The Untold Truth Of Martin Luther

Martin Luther is pretty widely known as the man who instigated the Protest Reformation of 1517, according to Britannica. That's his claim to fame, after all — his great lasting legacy. Here was a German monk who saw the Catholic Church abusing its power, taking advantage of a general population that couldn't read the Bible themselves, and he stepped up and decided to do something about it.

And let's just say he wasn't exactly wrong. The Catholic Church was guilty of some pretty awful things, such as charging the faithful money to lessen their time in purgatory, inventing purgatory in the first place, and not providing a Bible that could be read by all, which honestly seems like the first step in building a religion. All this according to Modern Reformation in an article that details even more of the items on the expansive list of Pre-Reformation woes.

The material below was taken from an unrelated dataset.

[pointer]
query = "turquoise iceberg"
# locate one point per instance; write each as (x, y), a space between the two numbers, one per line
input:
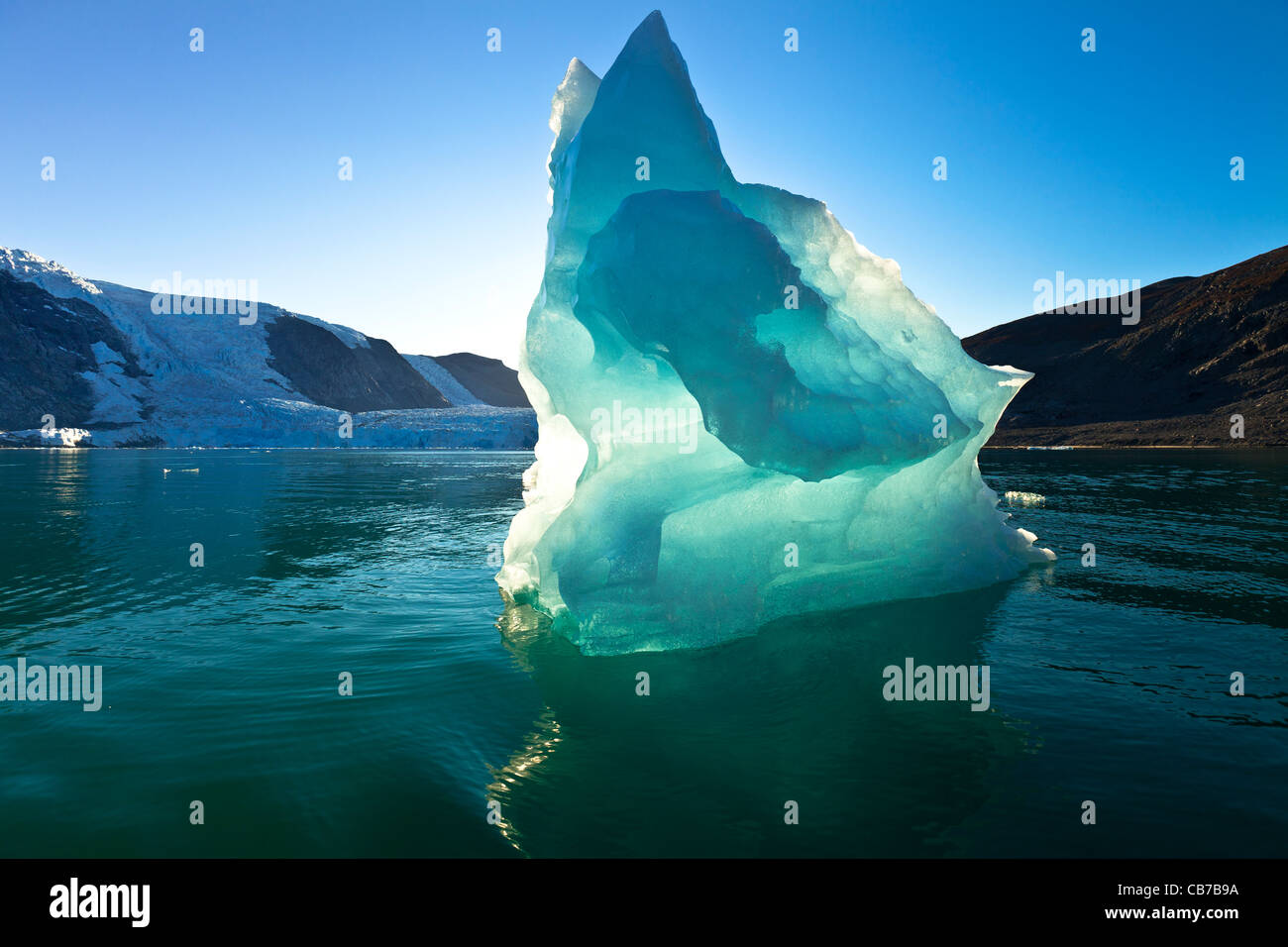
(743, 414)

Martin Luther saw these injustices, and he raised them another 90 or so, writing his way into the annals as a controversial figure who, for all the good he did, also had a darker side, as well as some quirks not generally associated with religious folks.

He was a master of dissing

There is an art to really insulting someone; to make words actually hurt to the point that it alters their mood or, if you dug deep enough, their mental state. Given millennia of evolving languages, those insults have had to get more elaborate over the years. Calling someone "idiot" just doesn't cut it anymore. Martin Luther, however, does cut it, and he cuts it about as hard as a katana fresh off the whetstone of a century-old sword-master.

Luther's snapping tongue has such a reputation that there's even the online Luther Insulter, which randomly generates an insult said by Luther himself, should you feel the need to be insulted. Some of his highlights include, "Are you ignorant of what it means to be ignorant?" "We despise your whorish impudence," and "You're a gross, ungrateful clod, worthy of being numbered among the beasts."

One might not think of a religious man as someone keen on tongue lashings, but clearly, Martin Luther defied the Catholic Church in more ways than one. (Slate also highlights just how delicious the insult generator is, showing off some of the best of the reformer themselves.)

He probably didn't nail the 95 Theses to anything

If Martin Luther's claim to fame is the start of the Protestant Reformation, his initial contribution was the 95 Theses. This was a list of 95 statements Luther planned to defend against the Catholic Church in order to barrel through the facade of power and extortion they'd built for themselves. It was in these theses that he argued against such things as indulgences (paying money for forgiveness). A copy made its way to Rome and sparked the conflict that would rupture the church.

But it wasn't just the writing of the theses that earned Luther attention. As legend has it, he nailed this lengthy list to the front door at the castle church in Wittenberg. According to the Time, however, there was nothing noteworthy about the posting of the theses. Professor Andrew Pettegree points out (via Time) that the door would have been the community bulletin board, and thus not very dramatic at all. 

Historian Peter Marshall casts doubt on the whole nailing event at all (via Time), saying that it wasn't even mentioned until 30 years after the fact, and never by Luther. For someone who wrote as much as Luther, that seems an improbable oversight.

He made a near-death deal with St. Anna to become a monk

Martin Luther may seem like a man who was born to do the Lord's work, but that isn't the case at all. He had a much different career path in mind, that of a lawyer, before he found himself trapped in a vicious thunderstorm in the summer of 1505, according to Smithsonian. Just two years prior, he had nearly bled out after his own sword cut him and Luther may well have felt like enough was enough — clearly God had other things in mind for him.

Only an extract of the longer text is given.